Swinging It Out of the Park

Growing Independence and Fluency

Rationale:  Children do not need to simply read words in books.  They need to be able to understand what exactly they are reading.  In order for a child to understand what they are reading they need to be able to read with fluency as well as.    In this lesson, the students will learn how to improve their fluency and reading accuracy by learning and using strategies such as cover ups critters and cross checking. (Make sure that you go over what the cover critters are used for and how to cross check).

Materials:  stopwatch (1 per group), cover up critters (1 for each child) are used to decode a word that is difficult for the reader, 1 copy per child of the book Lee and the Team, one copy per child of the fluency checklist (make sure that each partner understands the procedure of using the checklist), dry erase board and marker to review cover-ups with the children.

Procedures:

1. "Good afternoon children.  Today we are going to work on our reading fluency.  To read fluently you must be able to read with speed, but at the same time comprehend what you have read.  If you can read fluently, you might begin to enjoy reading even more than I know you already do."

2.  "Sometimes when we are reading we come to a word that we may not recognize or may not be able to figure it out.  What is one of the best ways to figure out a word that we may not know?  That's right, we can use cover-ups.  [Model to students how to use a cover up critter]Let's try and figure out the word "take."   Write the word 'take' on the white board.  "First I will notice that there is an a_e in there.  That makes the /A/ sound.  Then I will look at the letter t.  What does the letter t make?  /t/ is correct.  SO, let's put t and a together.  Let's add the k in there.  What does the letter k make?  That's right /k/.  Now let's put it all together.  /t/A/k/--take.  Wonderful job!

3.  Also review crosschecking with students as another helpful strategy for decoding unfamiliar words. Explain to students how they may use crosschecking. As example might be: "I am going to read a sentence from a book and show you how crosschecking can be helpful.

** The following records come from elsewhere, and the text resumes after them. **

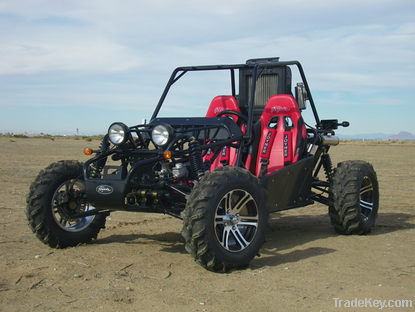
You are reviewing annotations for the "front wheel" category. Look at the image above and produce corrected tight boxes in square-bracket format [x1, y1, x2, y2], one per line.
[329, 161, 379, 234]
[25, 161, 108, 248]
[182, 166, 269, 272]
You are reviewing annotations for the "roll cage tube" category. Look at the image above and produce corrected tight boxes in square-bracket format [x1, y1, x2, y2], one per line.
[151, 61, 323, 138]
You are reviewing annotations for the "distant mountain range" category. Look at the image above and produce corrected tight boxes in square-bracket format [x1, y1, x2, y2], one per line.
[337, 131, 415, 141]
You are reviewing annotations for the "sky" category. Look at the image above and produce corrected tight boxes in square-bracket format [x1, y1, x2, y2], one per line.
[0, 0, 415, 135]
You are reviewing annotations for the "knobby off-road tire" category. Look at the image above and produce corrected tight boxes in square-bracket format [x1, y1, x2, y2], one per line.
[329, 161, 379, 234]
[25, 160, 109, 248]
[182, 166, 269, 272]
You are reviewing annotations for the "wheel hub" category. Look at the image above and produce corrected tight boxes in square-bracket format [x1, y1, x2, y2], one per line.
[223, 212, 239, 226]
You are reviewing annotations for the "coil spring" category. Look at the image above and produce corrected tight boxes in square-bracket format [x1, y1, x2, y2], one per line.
[189, 137, 204, 180]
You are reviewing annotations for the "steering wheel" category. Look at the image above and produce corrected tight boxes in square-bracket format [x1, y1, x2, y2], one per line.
[216, 110, 248, 127]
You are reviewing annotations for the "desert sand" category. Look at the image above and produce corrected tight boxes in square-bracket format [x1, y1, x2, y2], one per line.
[0, 137, 415, 312]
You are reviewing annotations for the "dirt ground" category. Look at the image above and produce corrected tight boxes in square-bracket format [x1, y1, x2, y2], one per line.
[0, 138, 415, 312]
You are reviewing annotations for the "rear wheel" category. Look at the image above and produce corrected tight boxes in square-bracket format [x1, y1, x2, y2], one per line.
[182, 166, 269, 272]
[329, 161, 379, 234]
[25, 161, 109, 248]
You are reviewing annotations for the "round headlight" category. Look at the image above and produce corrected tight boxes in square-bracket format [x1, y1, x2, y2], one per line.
[108, 122, 130, 145]
[151, 124, 173, 147]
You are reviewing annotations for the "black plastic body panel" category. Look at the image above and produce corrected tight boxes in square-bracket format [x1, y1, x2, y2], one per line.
[149, 117, 243, 140]
[85, 179, 126, 210]
[260, 156, 314, 212]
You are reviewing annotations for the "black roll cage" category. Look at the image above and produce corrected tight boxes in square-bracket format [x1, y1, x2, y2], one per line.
[151, 58, 323, 139]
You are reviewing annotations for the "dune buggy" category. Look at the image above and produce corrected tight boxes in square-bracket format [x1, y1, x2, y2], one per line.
[25, 58, 379, 271]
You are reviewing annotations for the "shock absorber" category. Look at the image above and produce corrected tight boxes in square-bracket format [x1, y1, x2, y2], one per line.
[321, 149, 333, 181]
[189, 137, 205, 180]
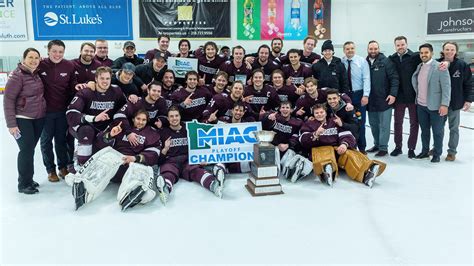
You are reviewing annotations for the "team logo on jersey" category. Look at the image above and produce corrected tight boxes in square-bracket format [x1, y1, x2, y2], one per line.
[186, 120, 262, 164]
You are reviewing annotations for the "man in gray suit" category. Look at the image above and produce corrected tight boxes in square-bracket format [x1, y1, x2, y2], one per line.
[412, 43, 451, 163]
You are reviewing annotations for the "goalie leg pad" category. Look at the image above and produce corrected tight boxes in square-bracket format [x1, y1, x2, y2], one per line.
[117, 163, 157, 208]
[66, 147, 123, 203]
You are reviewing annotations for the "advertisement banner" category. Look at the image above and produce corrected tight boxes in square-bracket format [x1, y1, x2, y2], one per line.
[186, 120, 262, 164]
[0, 0, 28, 41]
[427, 9, 474, 34]
[260, 0, 285, 40]
[138, 0, 231, 39]
[308, 0, 331, 40]
[237, 0, 261, 40]
[31, 0, 133, 40]
[167, 57, 198, 78]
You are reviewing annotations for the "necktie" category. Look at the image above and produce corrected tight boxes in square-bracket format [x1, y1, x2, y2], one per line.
[347, 60, 352, 91]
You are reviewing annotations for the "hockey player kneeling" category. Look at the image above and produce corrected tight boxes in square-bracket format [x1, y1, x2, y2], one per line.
[260, 101, 313, 183]
[300, 104, 386, 187]
[66, 110, 161, 210]
[156, 106, 224, 204]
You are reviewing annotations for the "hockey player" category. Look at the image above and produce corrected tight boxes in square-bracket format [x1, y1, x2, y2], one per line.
[261, 101, 313, 183]
[66, 110, 161, 210]
[299, 104, 386, 187]
[170, 70, 212, 121]
[202, 81, 255, 124]
[294, 77, 354, 121]
[272, 69, 306, 106]
[156, 106, 224, 204]
[66, 67, 125, 164]
[244, 69, 280, 120]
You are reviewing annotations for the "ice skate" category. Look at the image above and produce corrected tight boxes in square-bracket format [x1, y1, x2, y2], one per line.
[210, 168, 225, 198]
[156, 175, 170, 205]
[120, 186, 145, 211]
[364, 164, 380, 188]
[72, 182, 87, 211]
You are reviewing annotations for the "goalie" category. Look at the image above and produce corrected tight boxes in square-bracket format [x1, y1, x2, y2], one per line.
[66, 110, 161, 211]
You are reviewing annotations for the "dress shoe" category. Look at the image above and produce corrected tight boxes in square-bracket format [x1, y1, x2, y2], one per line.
[415, 152, 430, 159]
[390, 147, 403, 156]
[431, 155, 439, 163]
[18, 186, 39, 194]
[445, 154, 456, 162]
[58, 167, 69, 179]
[48, 171, 59, 182]
[366, 146, 379, 152]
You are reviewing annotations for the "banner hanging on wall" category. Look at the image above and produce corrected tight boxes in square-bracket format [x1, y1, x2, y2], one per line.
[139, 0, 231, 39]
[237, 0, 331, 40]
[0, 0, 28, 41]
[31, 0, 133, 40]
[427, 9, 474, 34]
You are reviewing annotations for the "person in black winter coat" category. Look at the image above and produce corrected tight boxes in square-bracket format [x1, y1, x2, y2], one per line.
[311, 40, 349, 93]
[367, 41, 399, 157]
[438, 42, 474, 161]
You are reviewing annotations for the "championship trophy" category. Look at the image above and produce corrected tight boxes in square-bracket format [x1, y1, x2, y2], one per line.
[245, 130, 283, 197]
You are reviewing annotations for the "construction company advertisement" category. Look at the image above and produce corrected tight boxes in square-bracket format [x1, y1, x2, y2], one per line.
[186, 120, 262, 164]
[237, 0, 331, 40]
[138, 0, 231, 39]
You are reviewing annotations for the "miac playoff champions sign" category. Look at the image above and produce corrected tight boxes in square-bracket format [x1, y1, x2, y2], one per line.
[186, 121, 262, 164]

The diesh ran away with the spun. Wait! That didn't make sense, let me go back and check. Oh, it was the dish ran away with the spoon."

4. "Before we read on our own I want to show you how we can learn to read with fluency.  This is a sentence out of our book.  'Thhee ttteaamm sssiitttsss iin the weeedss.'  Let me try again.  'Thee team siits in the weeeeds'. Not quite there yet, but the words are getting easier for me to read because I took the time to decode them."  (Read it but without expression).  "'The team sits in the weeds'.  That wasn't too exciting was it?  What should I do to make it sound more interesting?  That's right!  I need to read with expression!  Let me try one more time."  Now the teacher reads with expression.  "The team sits in the weeds." Ask the students the following questions:

1) Which one sounded the best?

2) What was different in each time that I read it?

4.  Now we are going to read a book in our pairs called Lee and the Team.  Lee is in charge of his baseball team.  But he has a problem! Nobody on the team wants to run.  How will Lee be able to get them to run?  I guess you'll have to read the book to find out.  Students will be given time to read the book independently and then the teacher will ask questions in a class discussion to check for comprehension.

5.   Students will then break up into pairs. Each pair will be given a stopwatch and a Partner Record sheet. The students will take turns reading as many words as fluently and accurately as possible in one minute. One student will read as the other one records, then they will switch. Allow them to switch several different times to be able to check their progress. Tell them, "I want each of you in your pairs to read the story out loud. One of you will start off as the timer and recorder while the other one tries to read as fluently and accurately as possible. Then, you will switch roles and do the same thing. You will end up reading this story at least two times with your partner. Make sure if you are recording and timing that you are just paying attention to how they are reading and the time. We do not make fun of each other's reading ability. I expect you to take your job seriously during this activity."

6. Assessment:  The students will each bring me their Speed Reading Record and their Partner Checklist. Each student will do one minute reads individually for me so that I can check for fluency and accuracy.  I will also evaluate the reading record and partner checklist they turned in.

Resources:

Cooper, Leigh

Lee and the Team.  Educational Insights Phonics Readers, 1990.  Long Vowels, Book 4.